IntPhys 2: Benchmarking Intuitive Physics Understanding In Complex Synthetic Environments
This benchmark highlights a critical gap in AI's ability to understand intuitive physics, which is essential for developing more human-like AI systems.
The authors introduced IntPhys 2, a video benchmark to evaluate deep learning models' intuitive physics understanding based on four core principles, and found that state-of-the-art models perform at chance levels (50%) while humans achieve near-perfect accuracy.

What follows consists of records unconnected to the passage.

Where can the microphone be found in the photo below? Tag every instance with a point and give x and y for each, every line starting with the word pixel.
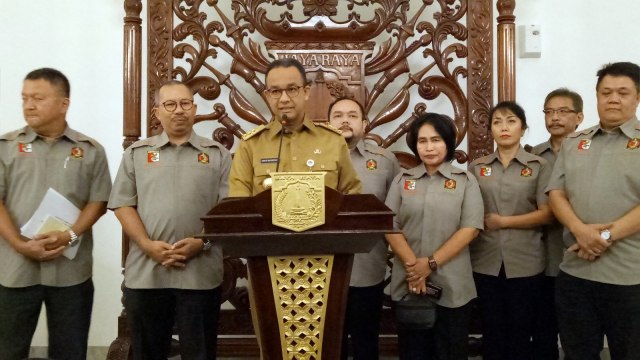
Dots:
pixel 283 121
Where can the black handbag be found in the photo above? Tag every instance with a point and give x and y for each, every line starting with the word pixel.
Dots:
pixel 415 312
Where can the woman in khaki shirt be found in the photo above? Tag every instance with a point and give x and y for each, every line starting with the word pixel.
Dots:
pixel 439 210
pixel 508 257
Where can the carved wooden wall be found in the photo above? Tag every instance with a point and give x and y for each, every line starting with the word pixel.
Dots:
pixel 214 45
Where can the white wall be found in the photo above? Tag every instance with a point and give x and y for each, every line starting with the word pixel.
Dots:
pixel 85 42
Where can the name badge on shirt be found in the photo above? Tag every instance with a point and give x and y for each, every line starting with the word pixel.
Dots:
pixel 409 184
pixel 633 144
pixel 153 156
pixel 450 184
pixel 25 147
pixel 203 158
pixel 77 152
pixel 584 144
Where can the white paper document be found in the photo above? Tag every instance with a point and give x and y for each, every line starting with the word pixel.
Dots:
pixel 55 212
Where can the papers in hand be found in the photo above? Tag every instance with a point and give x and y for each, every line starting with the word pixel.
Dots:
pixel 55 213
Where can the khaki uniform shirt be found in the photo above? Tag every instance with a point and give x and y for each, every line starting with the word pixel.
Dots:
pixel 599 173
pixel 313 148
pixel 429 210
pixel 552 237
pixel 75 166
pixel 376 168
pixel 172 187
pixel 516 190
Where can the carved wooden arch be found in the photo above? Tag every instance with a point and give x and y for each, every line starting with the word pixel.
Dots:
pixel 201 32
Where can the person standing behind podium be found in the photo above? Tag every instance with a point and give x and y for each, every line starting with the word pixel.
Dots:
pixel 45 154
pixel 508 256
pixel 291 141
pixel 562 115
pixel 439 210
pixel 165 184
pixel 376 168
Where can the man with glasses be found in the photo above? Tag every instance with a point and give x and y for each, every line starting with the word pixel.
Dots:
pixel 165 184
pixel 562 115
pixel 594 192
pixel 48 154
pixel 291 141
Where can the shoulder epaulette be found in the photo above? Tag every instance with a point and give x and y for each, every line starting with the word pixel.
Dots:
pixel 329 127
pixel 253 132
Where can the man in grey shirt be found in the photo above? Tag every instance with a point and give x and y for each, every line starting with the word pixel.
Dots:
pixel 594 192
pixel 165 184
pixel 376 168
pixel 45 154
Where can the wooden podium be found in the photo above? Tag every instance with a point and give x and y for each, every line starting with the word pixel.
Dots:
pixel 299 280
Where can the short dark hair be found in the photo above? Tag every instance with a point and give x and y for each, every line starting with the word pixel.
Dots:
pixel 576 99
pixel 54 77
pixel 285 63
pixel 627 69
pixel 444 127
pixel 512 106
pixel 364 116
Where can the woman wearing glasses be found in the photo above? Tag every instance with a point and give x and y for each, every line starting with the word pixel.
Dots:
pixel 439 210
pixel 508 257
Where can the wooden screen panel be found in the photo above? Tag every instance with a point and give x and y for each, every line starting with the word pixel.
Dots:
pixel 446 32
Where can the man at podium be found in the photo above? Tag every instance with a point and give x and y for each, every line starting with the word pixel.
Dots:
pixel 292 142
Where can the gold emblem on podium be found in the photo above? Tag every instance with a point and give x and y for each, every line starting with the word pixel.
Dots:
pixel 297 200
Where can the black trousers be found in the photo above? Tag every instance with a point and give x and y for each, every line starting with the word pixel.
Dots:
pixel 151 314
pixel 448 340
pixel 507 309
pixel 588 310
pixel 362 321
pixel 68 320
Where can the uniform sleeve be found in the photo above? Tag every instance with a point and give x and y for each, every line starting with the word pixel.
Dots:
pixel 556 179
pixel 124 192
pixel 225 168
pixel 101 178
pixel 472 214
pixel 543 180
pixel 348 180
pixel 241 175
pixel 394 200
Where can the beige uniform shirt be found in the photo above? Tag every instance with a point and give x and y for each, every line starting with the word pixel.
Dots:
pixel 172 187
pixel 515 190
pixel 75 166
pixel 376 168
pixel 599 172
pixel 314 148
pixel 552 237
pixel 429 210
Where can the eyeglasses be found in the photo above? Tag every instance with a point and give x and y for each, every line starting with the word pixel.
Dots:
pixel 561 111
pixel 172 105
pixel 292 91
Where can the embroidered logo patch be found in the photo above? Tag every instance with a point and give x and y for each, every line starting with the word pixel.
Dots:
pixel 153 156
pixel 485 171
pixel 25 147
pixel 77 152
pixel 633 144
pixel 203 158
pixel 526 171
pixel 584 144
pixel 450 184
pixel 409 184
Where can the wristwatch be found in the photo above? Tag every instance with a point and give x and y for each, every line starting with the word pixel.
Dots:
pixel 433 265
pixel 73 239
pixel 206 245
pixel 606 235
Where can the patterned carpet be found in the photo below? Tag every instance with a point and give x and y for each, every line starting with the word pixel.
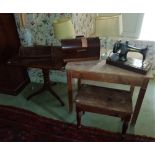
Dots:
pixel 21 125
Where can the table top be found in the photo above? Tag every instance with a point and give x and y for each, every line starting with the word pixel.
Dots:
pixel 100 66
pixel 37 63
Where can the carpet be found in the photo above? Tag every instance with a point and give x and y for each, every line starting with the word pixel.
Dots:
pixel 19 125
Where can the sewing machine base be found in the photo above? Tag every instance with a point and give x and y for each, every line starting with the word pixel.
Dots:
pixel 131 64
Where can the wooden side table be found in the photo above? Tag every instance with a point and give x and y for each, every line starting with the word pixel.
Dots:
pixel 45 64
pixel 98 70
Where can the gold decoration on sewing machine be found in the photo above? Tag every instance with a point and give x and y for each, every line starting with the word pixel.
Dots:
pixel 119 58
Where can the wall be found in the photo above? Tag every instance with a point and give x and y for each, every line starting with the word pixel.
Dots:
pixel 39 31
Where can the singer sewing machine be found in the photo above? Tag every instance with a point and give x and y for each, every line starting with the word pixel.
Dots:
pixel 119 58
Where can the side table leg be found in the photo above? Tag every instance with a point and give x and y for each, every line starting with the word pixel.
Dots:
pixel 70 91
pixel 35 93
pixel 139 102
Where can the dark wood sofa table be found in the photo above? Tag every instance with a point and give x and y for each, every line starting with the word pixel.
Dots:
pixel 45 64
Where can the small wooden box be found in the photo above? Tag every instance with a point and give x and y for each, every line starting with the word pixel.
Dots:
pixel 80 49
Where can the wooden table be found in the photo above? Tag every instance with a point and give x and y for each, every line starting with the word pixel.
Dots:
pixel 98 70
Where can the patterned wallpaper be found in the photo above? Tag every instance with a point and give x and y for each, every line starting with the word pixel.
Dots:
pixel 39 31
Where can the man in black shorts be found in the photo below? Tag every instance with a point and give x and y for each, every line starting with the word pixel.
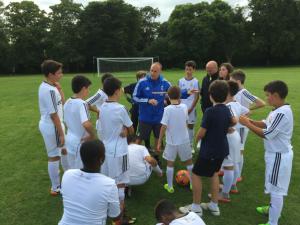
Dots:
pixel 214 148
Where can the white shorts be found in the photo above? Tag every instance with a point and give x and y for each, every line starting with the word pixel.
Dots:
pixel 73 145
pixel 116 168
pixel 192 117
pixel 139 180
pixel 278 172
pixel 234 142
pixel 184 151
pixel 243 131
pixel 51 138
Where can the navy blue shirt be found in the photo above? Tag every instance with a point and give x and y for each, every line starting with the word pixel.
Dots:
pixel 216 120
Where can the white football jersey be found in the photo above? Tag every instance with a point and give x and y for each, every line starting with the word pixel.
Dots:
pixel 113 117
pixel 138 166
pixel 88 198
pixel 50 102
pixel 237 110
pixel 75 114
pixel 175 118
pixel 245 98
pixel 279 130
pixel 97 99
pixel 185 84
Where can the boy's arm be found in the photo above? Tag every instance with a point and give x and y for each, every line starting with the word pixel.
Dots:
pixel 161 135
pixel 255 129
pixel 258 103
pixel 57 123
pixel 201 134
pixel 58 87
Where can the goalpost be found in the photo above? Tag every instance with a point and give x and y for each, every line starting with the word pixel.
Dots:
pixel 123 64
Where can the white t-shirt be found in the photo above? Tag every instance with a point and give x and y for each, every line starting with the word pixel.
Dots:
pixel 88 198
pixel 97 99
pixel 76 113
pixel 185 84
pixel 245 98
pixel 50 102
pixel 237 110
pixel 113 116
pixel 190 219
pixel 138 166
pixel 279 130
pixel 175 118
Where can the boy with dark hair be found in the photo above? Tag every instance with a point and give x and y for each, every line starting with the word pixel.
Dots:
pixel 51 100
pixel 167 214
pixel 214 148
pixel 246 99
pixel 174 124
pixel 98 98
pixel 188 82
pixel 277 132
pixel 88 196
pixel 113 120
pixel 77 119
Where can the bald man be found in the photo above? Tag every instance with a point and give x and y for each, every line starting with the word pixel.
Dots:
pixel 149 93
pixel 212 74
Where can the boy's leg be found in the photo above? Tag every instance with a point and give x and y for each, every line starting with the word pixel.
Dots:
pixel 275 209
pixel 53 170
pixel 170 173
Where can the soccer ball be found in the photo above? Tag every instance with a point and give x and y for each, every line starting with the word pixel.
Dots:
pixel 183 177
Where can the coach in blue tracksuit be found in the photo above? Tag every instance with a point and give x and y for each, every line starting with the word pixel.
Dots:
pixel 150 93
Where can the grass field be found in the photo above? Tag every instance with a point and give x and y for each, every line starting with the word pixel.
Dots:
pixel 25 184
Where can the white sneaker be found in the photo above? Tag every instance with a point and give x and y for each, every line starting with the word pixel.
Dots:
pixel 206 206
pixel 188 208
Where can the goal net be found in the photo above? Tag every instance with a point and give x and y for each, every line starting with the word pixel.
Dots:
pixel 105 65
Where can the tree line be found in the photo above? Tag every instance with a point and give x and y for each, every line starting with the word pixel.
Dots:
pixel 266 32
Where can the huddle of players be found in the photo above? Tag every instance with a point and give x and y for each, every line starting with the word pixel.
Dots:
pixel 218 128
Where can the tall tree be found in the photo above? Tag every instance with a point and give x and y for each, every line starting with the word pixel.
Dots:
pixel 109 29
pixel 64 36
pixel 4 47
pixel 27 29
pixel 149 26
pixel 275 27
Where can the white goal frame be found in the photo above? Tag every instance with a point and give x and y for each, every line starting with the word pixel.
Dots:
pixel 117 59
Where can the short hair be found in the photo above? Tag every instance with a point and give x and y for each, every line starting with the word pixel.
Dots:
pixel 50 66
pixel 131 138
pixel 91 152
pixel 110 85
pixel 105 76
pixel 162 208
pixel 140 74
pixel 277 86
pixel 78 82
pixel 174 92
pixel 233 87
pixel 239 75
pixel 229 68
pixel 218 90
pixel 191 63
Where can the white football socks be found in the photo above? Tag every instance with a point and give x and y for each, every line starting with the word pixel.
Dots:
pixel 275 209
pixel 227 180
pixel 170 174
pixel 190 168
pixel 191 136
pixel 53 170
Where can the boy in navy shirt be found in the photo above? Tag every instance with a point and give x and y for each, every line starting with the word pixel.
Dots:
pixel 214 148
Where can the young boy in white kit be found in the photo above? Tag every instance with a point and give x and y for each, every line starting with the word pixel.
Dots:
pixel 174 124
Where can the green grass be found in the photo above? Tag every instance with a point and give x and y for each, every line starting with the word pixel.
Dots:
pixel 23 163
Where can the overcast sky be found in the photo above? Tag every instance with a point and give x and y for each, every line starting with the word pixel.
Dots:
pixel 165 6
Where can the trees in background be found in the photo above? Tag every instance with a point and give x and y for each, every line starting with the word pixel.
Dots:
pixel 267 32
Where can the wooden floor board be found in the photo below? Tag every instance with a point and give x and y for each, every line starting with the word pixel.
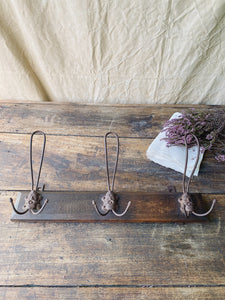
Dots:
pixel 114 293
pixel 103 261
pixel 111 254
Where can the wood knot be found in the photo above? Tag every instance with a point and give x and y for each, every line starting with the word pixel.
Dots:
pixel 186 205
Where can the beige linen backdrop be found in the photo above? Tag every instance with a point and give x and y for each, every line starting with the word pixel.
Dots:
pixel 113 51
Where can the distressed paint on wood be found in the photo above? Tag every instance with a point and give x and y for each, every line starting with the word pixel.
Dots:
pixel 115 293
pixel 124 257
pixel 78 164
pixel 112 254
pixel 144 208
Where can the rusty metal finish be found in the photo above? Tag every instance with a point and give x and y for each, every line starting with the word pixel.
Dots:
pixel 33 200
pixel 186 203
pixel 110 199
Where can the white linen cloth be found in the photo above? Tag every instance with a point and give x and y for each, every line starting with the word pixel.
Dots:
pixel 173 157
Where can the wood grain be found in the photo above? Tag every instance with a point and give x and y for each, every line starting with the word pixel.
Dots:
pixel 62 254
pixel 73 119
pixel 78 207
pixel 115 293
pixel 109 261
pixel 78 164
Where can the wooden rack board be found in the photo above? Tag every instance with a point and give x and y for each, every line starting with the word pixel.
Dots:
pixel 78 207
pixel 48 260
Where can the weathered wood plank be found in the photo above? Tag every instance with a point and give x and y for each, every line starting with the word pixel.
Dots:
pixel 90 120
pixel 78 207
pixel 117 293
pixel 54 254
pixel 78 164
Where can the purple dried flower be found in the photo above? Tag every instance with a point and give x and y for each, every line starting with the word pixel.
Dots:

We present IntPhys 2, a video benchmark designed to evaluate the intuitive physics understanding of deep learning models. Building on the original IntPhys benchmark, IntPhys 2 focuses on four core principles related to macroscopic objects: Permanence, Immutability, Spatio-Temporal Continuity, and Solidity. These conditions are inspired by research into intuitive physical understanding emerging during early childhood. IntPhys 2 offers a comprehensive suite of tests, based on the violation of expectation framework, that challenge models to differentiate between possible and impossible events within controlled and diverse virtual environments. Alongside the benchmark, we provide performance evaluations of several state-of-the-art models. Our findings indicate that while these models demonstrate basic visual understanding, they face significant challenges in grasping intuitive physics across the four principles in complex scenes, with most models performing at chance levels (50%), in stark contrast to human performance, which achieves near-perfect accuracy. This underscores the gap between current models and human-like intuitive physics understanding, highlighting the need for advancements in model architectures and training methodologies.